|The Square Adolphe Chérioux, on our way to Place Falguiere Le Bistro, yesterday evening.|
Many of these restaurants are highly rated. Those are the only ones I consider. So we have now used yum points at two places this summer -- Les Truffes Folies (7th arrondissement) and L'Entente (2nd arrondissement). Tomorrow we will dine at Le Lutin de Jardin in the 6th arrondissement. At each place, we received a 25-euro discount (costing 2000 yums each), on top of a Lafourchette.com discount of 20 or 30 percent (on food items only, not beverages).
So if the normal tab for food items is 90 euros, we can get a 30 percent discount, bringing the total to 60 euros, and then another 25 euros off, bringing the final total to 35 euros (food only). Not bad, eh?
|Square Necker, with rare privets and a bandstand gazebo.|
Now, you may wonder why I use Lafourchette.com instead of its English-language version, TheFork.com, which is based in the U.K.
There are three main reasons, in no particular order:
1. We prefer that the restaurant's staff knows that we speak French when we make a reservation. This relieves the staff of some anxiety; we want to put them at ease. Nobody wants to appear foolish in speaking another language badly, and that includes the French who aren't confident of their English language skills.
2. On LaFourchette.com, I see reviews written by French speakers. On TheFork.com, I see reviews written by English speakers. I find that our criteria in judging food, service, ambiance, and location are much more aligned with the French speakers' criteria than with the English speakers' criteria. That is probably because we've been summering in Paris for 21 years. It may also be because I am a somewhat serious cook (as was my husband Tom, once upon a time). And some things that bother British or American tourists in Paris don't bother us at all; some things that British or American tourists don't even notice are important to us (and the French).
3. Lafourchette's sample menus in French are understandable and clear to us; but just like the menus in the restaurants, the English translations are usually woefully lacking -- in some cases, comically so. Generally, it is just much easier for us to understand the menus in French.
|Lamb shank at Place Falguiere Le Bistrot|
I find the reviews to be very helpful. I do glance at the number of reviews that a customer has submitted; if they are not "experienced" diners, I don't give much credence to the review.
Numbers matter: if a restaurant's rating is 8.8 (out of 10) or higher, and there have been a significant number of reviews submitted for that restaurant, that catches my attention.
|Poached salmon with homemade pasta and Carbonara sauce at|
Place Falguiere Le Bistrot
The discount offered at Le Lutin is unusually high, at 50% off food items. But the prices are higher than average, too.

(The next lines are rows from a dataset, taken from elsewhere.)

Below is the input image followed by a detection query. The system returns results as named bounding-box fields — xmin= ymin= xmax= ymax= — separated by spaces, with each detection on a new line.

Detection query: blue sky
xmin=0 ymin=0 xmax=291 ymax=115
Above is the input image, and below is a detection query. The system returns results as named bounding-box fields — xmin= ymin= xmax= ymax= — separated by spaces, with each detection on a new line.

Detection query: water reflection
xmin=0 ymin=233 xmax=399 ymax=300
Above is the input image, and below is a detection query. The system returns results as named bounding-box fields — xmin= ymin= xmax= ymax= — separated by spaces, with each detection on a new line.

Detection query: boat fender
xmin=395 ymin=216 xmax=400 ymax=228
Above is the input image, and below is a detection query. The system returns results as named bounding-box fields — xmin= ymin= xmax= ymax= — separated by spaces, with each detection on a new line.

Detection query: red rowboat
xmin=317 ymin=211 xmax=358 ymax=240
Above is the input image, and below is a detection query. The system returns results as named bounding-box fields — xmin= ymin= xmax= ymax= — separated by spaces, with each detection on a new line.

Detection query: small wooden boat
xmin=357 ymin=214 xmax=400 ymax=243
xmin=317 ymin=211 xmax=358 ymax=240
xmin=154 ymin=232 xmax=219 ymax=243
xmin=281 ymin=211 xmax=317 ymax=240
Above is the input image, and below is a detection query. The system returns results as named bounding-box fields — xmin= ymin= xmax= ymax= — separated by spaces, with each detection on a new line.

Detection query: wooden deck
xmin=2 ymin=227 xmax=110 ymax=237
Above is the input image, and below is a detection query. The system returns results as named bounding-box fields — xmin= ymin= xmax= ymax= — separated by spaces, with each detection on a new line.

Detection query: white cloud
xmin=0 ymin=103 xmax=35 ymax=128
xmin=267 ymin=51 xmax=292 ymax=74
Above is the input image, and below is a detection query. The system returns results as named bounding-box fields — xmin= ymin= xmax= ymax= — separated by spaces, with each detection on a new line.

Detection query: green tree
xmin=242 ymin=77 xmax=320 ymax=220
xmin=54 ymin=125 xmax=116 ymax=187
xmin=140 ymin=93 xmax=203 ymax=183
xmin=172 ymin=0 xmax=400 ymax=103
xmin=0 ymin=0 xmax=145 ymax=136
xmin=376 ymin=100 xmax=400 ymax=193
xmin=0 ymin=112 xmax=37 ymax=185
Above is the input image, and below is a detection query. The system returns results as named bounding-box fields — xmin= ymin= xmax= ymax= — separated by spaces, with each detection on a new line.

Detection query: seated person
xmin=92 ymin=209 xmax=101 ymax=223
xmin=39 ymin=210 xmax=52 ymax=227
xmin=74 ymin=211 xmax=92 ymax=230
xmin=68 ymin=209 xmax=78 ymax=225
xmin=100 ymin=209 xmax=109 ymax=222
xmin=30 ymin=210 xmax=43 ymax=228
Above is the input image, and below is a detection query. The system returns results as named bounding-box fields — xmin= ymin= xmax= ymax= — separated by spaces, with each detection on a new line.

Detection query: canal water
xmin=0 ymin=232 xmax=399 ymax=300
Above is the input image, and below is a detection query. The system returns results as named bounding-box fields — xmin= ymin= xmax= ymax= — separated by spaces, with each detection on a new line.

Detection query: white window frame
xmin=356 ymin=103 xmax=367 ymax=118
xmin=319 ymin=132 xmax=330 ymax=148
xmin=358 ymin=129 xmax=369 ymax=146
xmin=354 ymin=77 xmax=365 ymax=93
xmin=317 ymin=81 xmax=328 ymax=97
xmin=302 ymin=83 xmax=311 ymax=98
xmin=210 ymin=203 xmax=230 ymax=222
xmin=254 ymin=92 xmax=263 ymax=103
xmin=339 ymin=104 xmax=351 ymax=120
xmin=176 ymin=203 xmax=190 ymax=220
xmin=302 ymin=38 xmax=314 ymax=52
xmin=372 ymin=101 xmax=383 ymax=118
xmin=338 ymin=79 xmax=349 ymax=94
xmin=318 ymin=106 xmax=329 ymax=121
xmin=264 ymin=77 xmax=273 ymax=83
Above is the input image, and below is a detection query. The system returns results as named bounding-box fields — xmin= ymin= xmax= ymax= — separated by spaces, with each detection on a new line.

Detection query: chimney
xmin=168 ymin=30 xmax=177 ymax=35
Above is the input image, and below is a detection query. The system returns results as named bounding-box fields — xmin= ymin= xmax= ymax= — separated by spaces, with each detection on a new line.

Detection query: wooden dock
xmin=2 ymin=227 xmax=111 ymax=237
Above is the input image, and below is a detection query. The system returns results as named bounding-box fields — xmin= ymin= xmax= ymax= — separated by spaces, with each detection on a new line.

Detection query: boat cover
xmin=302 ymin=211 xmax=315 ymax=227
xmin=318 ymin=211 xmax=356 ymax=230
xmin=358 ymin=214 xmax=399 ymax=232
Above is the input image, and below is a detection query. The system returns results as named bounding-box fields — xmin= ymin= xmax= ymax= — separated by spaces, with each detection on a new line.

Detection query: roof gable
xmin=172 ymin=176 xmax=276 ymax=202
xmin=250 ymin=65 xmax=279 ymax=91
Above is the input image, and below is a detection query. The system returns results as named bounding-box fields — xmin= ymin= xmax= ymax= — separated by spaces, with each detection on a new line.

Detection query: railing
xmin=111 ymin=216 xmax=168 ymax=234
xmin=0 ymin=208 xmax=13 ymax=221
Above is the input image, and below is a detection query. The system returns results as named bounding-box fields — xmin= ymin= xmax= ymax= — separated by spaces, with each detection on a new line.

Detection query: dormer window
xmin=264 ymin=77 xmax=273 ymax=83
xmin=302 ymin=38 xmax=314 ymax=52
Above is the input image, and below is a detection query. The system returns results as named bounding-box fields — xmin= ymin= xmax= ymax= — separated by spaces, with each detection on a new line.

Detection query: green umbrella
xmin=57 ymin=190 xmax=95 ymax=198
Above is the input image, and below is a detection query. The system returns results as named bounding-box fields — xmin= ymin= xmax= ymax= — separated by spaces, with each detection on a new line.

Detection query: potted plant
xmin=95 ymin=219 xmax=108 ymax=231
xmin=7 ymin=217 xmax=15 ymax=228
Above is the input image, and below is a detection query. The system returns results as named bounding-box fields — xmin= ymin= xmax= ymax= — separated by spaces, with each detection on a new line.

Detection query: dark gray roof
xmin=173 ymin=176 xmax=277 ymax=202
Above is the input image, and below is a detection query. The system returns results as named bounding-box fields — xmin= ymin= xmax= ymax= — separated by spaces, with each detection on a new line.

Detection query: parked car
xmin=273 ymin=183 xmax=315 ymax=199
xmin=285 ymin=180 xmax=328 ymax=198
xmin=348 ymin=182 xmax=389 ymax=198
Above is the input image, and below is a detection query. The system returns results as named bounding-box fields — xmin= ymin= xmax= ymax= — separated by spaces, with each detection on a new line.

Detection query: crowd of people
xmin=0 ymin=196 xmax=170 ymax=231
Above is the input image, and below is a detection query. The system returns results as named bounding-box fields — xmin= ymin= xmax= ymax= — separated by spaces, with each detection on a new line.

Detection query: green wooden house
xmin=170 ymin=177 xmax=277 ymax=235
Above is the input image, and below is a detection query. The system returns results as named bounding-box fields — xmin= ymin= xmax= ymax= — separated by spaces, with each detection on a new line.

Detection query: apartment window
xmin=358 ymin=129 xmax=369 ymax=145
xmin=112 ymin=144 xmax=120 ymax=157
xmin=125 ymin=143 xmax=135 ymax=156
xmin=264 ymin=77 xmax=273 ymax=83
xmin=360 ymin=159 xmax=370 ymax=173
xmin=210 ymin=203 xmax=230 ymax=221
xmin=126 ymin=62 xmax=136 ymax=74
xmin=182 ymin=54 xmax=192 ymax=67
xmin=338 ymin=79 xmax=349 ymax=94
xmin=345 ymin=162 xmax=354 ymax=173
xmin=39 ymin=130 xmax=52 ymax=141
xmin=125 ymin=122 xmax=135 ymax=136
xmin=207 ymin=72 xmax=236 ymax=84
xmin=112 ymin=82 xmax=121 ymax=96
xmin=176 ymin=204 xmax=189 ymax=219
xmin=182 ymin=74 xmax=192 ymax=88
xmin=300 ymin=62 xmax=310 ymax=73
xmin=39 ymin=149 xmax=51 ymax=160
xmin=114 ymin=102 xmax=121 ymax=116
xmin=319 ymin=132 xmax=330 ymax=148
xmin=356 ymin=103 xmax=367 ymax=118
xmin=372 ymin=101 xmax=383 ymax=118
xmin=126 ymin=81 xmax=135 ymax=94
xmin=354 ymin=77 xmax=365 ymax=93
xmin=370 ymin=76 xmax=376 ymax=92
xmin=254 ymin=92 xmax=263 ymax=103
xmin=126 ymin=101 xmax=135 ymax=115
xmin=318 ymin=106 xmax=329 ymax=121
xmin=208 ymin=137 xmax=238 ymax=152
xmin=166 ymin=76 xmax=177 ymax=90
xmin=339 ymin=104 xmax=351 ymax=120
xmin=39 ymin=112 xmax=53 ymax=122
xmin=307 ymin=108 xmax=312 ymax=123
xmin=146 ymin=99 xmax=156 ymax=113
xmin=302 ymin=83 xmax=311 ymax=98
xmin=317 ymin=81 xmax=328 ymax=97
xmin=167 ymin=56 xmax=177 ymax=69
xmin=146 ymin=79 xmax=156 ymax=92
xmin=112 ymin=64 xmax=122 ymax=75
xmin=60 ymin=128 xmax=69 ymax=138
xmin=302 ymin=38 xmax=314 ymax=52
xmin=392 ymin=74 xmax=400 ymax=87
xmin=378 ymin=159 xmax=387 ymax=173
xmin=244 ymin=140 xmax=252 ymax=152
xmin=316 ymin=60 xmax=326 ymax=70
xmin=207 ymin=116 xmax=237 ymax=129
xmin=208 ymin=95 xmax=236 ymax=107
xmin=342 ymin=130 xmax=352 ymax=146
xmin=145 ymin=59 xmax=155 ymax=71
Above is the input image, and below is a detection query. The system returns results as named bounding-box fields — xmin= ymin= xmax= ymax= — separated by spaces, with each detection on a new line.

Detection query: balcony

So tomorrow, we will get 50 percent off, and an additional 25-euro discount.
Another reason to go to Le Lutin, besides its good reviews and value, is the experienced chef, Stéphane Cauet. According to the restaurant's web site, this 40-something-year-old man from Picardy apprenticed at the Ecole de Paris des Métiers de la Table et de l'Hotellerie and at the Auberge d'Armaillé in Issy Les Moulineaux [just outside of Paris, near the 15th] with Patrick Bassement (restaurant Au Menil a Savigny Sur Orge, for 20 years), a student of Paul Bocuse and Michel Guerard. After 20 years of experience during which he worked for several restaurants and participated in creating a number of different restaurants in Paris, Stéphane then decided to create Le Lutin Dans le Jardin. It opened in 2007.
Knowing all this before we dine at a restaurant makes the dinner a richer experience. Online information, offered by the restaurant web sites, restaurant reviews, Lafourchette and Tripadvisor are good resources.